Three of the gabion baskets plunged into the water, blocking the waterway.
The floodwater pounded the banks, swallowing the Corrells’ fence and swimming
pool and eroding large chunks of the Corrells’ land.
   
The Corrells videotaped the flood. While sirens wailed in the rainy-day
chaos, their oldest son, Jason, on the tape, summed up the family’s plight.
   
“Look at our land; our land is dead.”
   
And the land continues to die.
   
“With every storm, we lose a little bit more,” Marie Correll said. “If they
don’t fix the creek, they’ll soon be fixing my house.”
   
Immediately after the flood, PennDOT lined the banks with some boulders,
but they continue to pop up in the middle of the creek.
   
“The people who are responsible will not accept responsibility,” said Edwin
Correll, referring to PennDOT.
   
Representatives from FEMA estimated the Corrells’ damage at $80,000. The
damage report said, “There is an immediate safety concern that should be
addressed.”
   
“Brian took quite a hit; he isn’t exaggerating,” Gildea said. “If I were
the Corrells, I probably wouldn’t have been so patient.”
   
But, according to representatives of the Pennsylvania Emergency Management
Agency, the Department of Environmental Protection and PennDOT, that patience
might come in handy.
   
“If the wall in question is personal property, it’s not eligible for public
assistance. If the wall is borough property, it’s eligible for public
assistance, but it’s a year past the application deadline,” said Marko Bourne,
press secretary for PEMA, which handles much of FEMA’s paperwork.
   
“We need for someone in the borough to make an ownership determination for
the wall in question; otherwise, this case is stopped clear in its tracks.”
   
Edwin Correll disputes PEMA’s analysis: “It’s not my son’s wall, it’s not
the borough’s wall, it’s the federal government’s wall. That wall was a
federal project from the ’30s when I was a boy.”
   
PennDOT and the state DEP both said they have done all they can do for the
Corrells.
   
But the Corrells say they never heard a word.
   
“I just want to get some answers,” said Brian Correll. “Yes. No. Under
consideration. I just want to know what’s going on. But I hear nothing.”
   
As the creek creeps closer to their replacement swimming pool, the Corrells
keep trying. Last month, they sent letters to Gov. Tom Ridge and U.S. Sen.

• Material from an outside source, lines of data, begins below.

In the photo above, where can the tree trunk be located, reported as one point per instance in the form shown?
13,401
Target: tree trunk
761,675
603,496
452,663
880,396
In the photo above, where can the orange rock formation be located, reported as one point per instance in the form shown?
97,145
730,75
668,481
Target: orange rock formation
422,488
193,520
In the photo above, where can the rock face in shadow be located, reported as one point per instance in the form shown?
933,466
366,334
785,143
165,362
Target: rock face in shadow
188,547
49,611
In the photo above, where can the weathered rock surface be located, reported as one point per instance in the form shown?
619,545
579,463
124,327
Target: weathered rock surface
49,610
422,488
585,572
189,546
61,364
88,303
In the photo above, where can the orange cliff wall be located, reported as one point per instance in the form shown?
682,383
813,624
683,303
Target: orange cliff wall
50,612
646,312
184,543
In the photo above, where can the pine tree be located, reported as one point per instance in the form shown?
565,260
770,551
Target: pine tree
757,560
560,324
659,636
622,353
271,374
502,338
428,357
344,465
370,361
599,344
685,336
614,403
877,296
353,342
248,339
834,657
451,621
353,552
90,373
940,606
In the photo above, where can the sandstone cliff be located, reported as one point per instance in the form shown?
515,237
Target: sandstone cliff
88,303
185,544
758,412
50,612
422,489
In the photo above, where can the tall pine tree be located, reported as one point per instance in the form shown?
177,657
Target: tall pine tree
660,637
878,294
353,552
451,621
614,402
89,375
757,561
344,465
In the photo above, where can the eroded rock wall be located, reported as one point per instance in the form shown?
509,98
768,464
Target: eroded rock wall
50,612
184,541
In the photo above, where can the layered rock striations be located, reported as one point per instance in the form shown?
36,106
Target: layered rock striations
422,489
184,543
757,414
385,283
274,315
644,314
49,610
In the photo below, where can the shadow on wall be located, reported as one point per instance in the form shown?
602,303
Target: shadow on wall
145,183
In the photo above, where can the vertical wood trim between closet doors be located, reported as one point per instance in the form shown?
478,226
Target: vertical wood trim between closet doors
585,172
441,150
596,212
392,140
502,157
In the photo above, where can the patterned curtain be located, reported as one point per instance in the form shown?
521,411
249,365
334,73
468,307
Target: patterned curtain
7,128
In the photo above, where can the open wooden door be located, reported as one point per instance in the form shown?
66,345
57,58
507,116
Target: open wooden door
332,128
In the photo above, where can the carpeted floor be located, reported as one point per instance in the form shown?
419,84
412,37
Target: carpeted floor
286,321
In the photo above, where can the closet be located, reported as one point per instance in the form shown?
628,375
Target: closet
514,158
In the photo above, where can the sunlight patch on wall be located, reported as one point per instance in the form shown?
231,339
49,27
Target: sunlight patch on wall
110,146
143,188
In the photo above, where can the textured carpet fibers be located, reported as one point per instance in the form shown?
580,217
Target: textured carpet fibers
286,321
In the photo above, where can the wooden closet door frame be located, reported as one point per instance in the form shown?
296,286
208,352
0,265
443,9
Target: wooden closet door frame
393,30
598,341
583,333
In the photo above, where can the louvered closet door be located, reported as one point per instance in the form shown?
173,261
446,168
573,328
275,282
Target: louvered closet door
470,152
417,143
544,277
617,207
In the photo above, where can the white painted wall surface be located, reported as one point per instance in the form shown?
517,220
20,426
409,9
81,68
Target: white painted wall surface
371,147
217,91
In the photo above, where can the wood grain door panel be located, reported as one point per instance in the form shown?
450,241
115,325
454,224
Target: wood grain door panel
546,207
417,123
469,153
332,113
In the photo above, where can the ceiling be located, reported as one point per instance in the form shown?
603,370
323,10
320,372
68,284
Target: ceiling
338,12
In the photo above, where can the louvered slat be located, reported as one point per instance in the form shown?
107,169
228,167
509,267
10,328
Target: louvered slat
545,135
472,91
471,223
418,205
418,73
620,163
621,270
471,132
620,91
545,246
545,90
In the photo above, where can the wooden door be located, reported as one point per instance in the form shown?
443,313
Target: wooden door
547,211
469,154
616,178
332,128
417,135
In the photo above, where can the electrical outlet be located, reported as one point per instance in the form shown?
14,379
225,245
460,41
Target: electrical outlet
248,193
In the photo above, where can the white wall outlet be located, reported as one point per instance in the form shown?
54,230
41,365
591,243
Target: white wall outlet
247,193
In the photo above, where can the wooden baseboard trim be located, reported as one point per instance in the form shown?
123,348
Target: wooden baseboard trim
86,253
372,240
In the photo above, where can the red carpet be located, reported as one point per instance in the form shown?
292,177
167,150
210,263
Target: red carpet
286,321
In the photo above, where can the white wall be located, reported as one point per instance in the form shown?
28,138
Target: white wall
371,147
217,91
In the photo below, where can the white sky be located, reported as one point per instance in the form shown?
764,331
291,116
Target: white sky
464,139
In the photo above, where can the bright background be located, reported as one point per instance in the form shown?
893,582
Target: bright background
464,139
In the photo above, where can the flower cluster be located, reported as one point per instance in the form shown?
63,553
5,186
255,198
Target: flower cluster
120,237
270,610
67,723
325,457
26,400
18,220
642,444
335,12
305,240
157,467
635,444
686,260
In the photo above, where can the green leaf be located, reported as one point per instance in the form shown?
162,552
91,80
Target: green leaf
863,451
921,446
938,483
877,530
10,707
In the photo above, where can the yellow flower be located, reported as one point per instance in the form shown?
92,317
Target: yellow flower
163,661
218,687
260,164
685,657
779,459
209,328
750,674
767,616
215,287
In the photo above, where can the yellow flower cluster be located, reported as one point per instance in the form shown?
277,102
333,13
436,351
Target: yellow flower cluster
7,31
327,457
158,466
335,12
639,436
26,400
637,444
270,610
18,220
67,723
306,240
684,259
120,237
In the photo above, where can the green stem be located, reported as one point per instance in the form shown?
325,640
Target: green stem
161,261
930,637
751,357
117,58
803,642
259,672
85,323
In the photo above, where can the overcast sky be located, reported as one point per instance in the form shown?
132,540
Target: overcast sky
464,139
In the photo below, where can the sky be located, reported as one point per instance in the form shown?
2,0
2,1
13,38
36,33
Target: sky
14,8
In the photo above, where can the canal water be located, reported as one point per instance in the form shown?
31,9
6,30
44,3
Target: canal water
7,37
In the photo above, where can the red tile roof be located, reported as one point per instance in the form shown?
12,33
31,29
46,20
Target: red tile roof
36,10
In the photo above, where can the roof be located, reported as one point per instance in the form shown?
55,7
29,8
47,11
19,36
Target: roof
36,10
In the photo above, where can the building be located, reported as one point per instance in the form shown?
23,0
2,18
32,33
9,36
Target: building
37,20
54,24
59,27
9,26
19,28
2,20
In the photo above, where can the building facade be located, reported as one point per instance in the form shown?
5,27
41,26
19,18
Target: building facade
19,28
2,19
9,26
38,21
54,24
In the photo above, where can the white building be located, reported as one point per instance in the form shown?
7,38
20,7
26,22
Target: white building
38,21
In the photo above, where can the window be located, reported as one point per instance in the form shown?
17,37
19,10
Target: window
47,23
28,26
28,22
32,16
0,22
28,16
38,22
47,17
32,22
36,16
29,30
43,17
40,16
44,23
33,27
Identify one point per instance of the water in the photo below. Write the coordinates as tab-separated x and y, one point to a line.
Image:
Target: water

Arlen Specter, R-Philadelphia. And Edwin Correll said he and Gildea pledged at
Monday’s council meeting to work with state Sen. Raphael Musto, D-Pittston.
   
“There’s no way we could ever hope to sell this house,” Marie Correll said.
“We just want to know where we go from here. Cut the red tape and give me an
answer — and don’t tell it will be 20 years.”
   
TIMES LEADER/FRED ADAMS
   
Brian Correll stands on the rocks that have helped cause him $80,000 worth
of grief. Correll has been trying to get government money to fix damage to
Laurel Run Creek, which is cutting into his property.